Gonzo wrote: » looks like the 150 meg option is going to be phased out from a few providers. Digiweb upgrading everyone on the 150 and 300 plans to 500. The NBI (NBP) is now going to have a minimum speed of 500 as well. That leaves Eir, Vodafone, Airwire and Pure Telecom still with the 150 option available.
cnocbui wrote: » Didn't someone post earlier, a notional wholesale price list which had the same price for 150 Mbps as 500? If that was accurate and becomes established, retailers ought to be able to offer 500 for the same cost as 150 in terms of profit margin.
shaveAbullock wrote: » Most of the time I'm using 2 - 10 Mbps browsing or watching video streams. Then I will use the full 150 when I need to download or update software. If every user was on 500 the total amount they download probably wouldn't change much but there would be higher spikes in usage for the ISP. Wouldn't it be additional cost to the ISP to upgrade to support these spikes?
cnocbui wrote: » Only if they are idiots.
shaveAbullock wrote: » Vodafone is already having issues at peak times from what I have seen. Are they mismanaging their network or unwilling to spend more on bandwidth?
cnocbui wrote: » I have no idea. They can't even run a simple web site, so I would guess they are technically incompetent from top to bottom.
shaveAbullock wrote: » Would it be problematic for an ISP like this to upgrade customers speeds when they are already having issues?
cnocbui wrote: » I don't know, but if you wanted to go into business and set up a fish and chip shop and you did some research and estimated you could get 200 customers on a Sunday evening vs 40 on a Wednesday, would you equip your shop to be able to serve 40, 200 or 300 customers?

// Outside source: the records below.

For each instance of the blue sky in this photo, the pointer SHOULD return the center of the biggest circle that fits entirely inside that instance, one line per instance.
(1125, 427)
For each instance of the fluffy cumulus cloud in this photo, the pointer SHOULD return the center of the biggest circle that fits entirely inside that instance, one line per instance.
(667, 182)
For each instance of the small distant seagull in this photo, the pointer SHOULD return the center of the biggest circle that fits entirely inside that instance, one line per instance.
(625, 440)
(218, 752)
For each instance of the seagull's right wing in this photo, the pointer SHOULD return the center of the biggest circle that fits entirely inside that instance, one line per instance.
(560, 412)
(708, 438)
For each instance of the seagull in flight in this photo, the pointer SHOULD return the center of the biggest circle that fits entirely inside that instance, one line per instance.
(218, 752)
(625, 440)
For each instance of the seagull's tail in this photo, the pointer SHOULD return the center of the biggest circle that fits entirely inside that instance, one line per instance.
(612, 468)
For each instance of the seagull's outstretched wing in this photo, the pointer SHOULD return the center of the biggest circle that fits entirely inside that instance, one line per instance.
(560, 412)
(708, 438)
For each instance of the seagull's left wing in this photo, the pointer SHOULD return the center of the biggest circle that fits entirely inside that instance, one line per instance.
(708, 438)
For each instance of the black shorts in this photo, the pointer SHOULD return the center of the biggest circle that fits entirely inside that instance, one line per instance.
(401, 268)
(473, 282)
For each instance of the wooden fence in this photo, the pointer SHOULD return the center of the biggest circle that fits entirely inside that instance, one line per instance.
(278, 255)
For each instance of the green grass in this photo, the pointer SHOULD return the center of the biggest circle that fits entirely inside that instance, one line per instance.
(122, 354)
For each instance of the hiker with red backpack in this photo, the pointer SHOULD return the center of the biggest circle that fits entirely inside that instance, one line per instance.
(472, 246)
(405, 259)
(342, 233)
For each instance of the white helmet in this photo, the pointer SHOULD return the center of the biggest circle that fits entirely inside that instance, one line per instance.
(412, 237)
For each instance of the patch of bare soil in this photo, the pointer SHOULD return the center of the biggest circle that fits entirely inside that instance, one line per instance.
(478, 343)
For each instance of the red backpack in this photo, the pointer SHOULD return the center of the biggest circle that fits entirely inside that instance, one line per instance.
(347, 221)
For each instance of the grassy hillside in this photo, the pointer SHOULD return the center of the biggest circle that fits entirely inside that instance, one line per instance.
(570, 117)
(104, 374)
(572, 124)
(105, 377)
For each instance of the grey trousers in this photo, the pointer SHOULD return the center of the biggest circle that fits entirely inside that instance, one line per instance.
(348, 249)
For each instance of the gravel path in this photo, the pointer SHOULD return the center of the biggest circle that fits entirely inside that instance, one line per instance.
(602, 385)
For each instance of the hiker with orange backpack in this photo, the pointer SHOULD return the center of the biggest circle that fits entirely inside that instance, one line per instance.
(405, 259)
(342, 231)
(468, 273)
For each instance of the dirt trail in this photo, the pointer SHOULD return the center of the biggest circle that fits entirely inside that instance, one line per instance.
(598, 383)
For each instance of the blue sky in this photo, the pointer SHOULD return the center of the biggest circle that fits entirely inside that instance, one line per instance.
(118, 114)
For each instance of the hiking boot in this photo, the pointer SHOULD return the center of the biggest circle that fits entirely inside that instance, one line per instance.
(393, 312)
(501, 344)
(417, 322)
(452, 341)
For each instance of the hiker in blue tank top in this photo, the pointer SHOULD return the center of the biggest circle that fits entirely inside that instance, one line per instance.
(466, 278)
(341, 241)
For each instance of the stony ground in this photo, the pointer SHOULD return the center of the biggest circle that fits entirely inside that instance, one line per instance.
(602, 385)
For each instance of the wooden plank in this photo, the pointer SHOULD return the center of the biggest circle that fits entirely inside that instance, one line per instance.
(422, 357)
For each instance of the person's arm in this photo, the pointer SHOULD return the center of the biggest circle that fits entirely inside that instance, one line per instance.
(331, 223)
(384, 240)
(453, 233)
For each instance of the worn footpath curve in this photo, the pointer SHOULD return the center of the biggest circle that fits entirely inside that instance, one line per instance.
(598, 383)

limnam wrote: » Even though there's very few people around me on it. It's not just vodafone
limnam wrote: » at 16:1 they only have to deliver about 60mb to a 1gb subscriber
shaveAbullock wrote: » I've not seen any evidence of a bottleneck at the OLT, even with 32:2(Gbit) It depends on the ISP and comes from their network. When it happens with Vodafone other people connected to the same OLT are unaffected.
limnam wrote: » Got you. But if all you have to provide to a 1gb customer is 60 odd mb. Why would there be costs into infrastructure? Moving someone from 150 to say 1gb?
shaveAbullock wrote: » Because they would be upgrading every customer. Where all the traffic meets on the ISP's backhaul would have to be upgraded wouldn't it? The contention ratio should never be obvious to the customer if done right.
limnam wrote: » What I mean is. If the minimum required to provide to a 1gb customer is 60mb and everyone is say on 150mb profile and they move them to a 1gb profile. They still only have to provide 60mb. The network would surley withstand that anyway.
limnam wrote: » But if all you have to provide to a 1gb customer is 60 odd mb.
shaveAbullock wrote: » No because that never happens in reality and it's not what an ISP would aim for because people will not pay full price to only get 60Mbit. When you go from most people on 150 to most on 500 then you have all the OLT's frequently coming close to max of 2GB, not an issue at the local level. But when all these lines of 32 customers are close to maxed more often that all connects at the ISPs backhaul and they would have to provide more bandwidth or people will see contention even if no one else on their 32 user line is active. Upgrading backhaul costs money driving up cost.
oscarBravo wrote: » Heh, I can tell you don't work for an ISP. Telling a 1Gb/s customer that you only "have to" provide 60Mb/s will result in one fewer customer.
limnam wrote: » But it is the reality of the contention ratio no ?
oscarBravo wrote: » No. Contention ratio is a meaningless number. Nobody in the industry ever talks about it. Networks are designed and managed (by decent ISPs) to avoid congestion. The wholesale provider monitors the DSLAMs and OLTs to make sure that individual ports don't regularly exceed a given percentage of their capacity. Backhaul networks are similarly monitored, and any link that shows signs of reaching capacity is scheduled for upgrade. At least, that's the theory. No competent ISP - wholesale or retail - lets congestion affect customer experience and just ignores it because it fits within the parameters of a notional contention ratio.
limnam wrote: » Weird, I ordered 1gb. Was fine for a few weeks. Then I could never get above about 450mb/s This was put down to contention ratios Regardless of time or day. So because it was contention we couldn't troubleshoot it. So I dropped down to the 500mb package.
shaveAbullock wrote: » So Vodafone are unable to manage their network and you think upgrading every user will work out fine?
limnam wrote: » I'm not with vodafone. No I'm just shooting the breeze here. I don't know anything about vodafones network.
Grnsj wrote: » You are likely being lied to by your ISP. I suggest moving to someone more competent.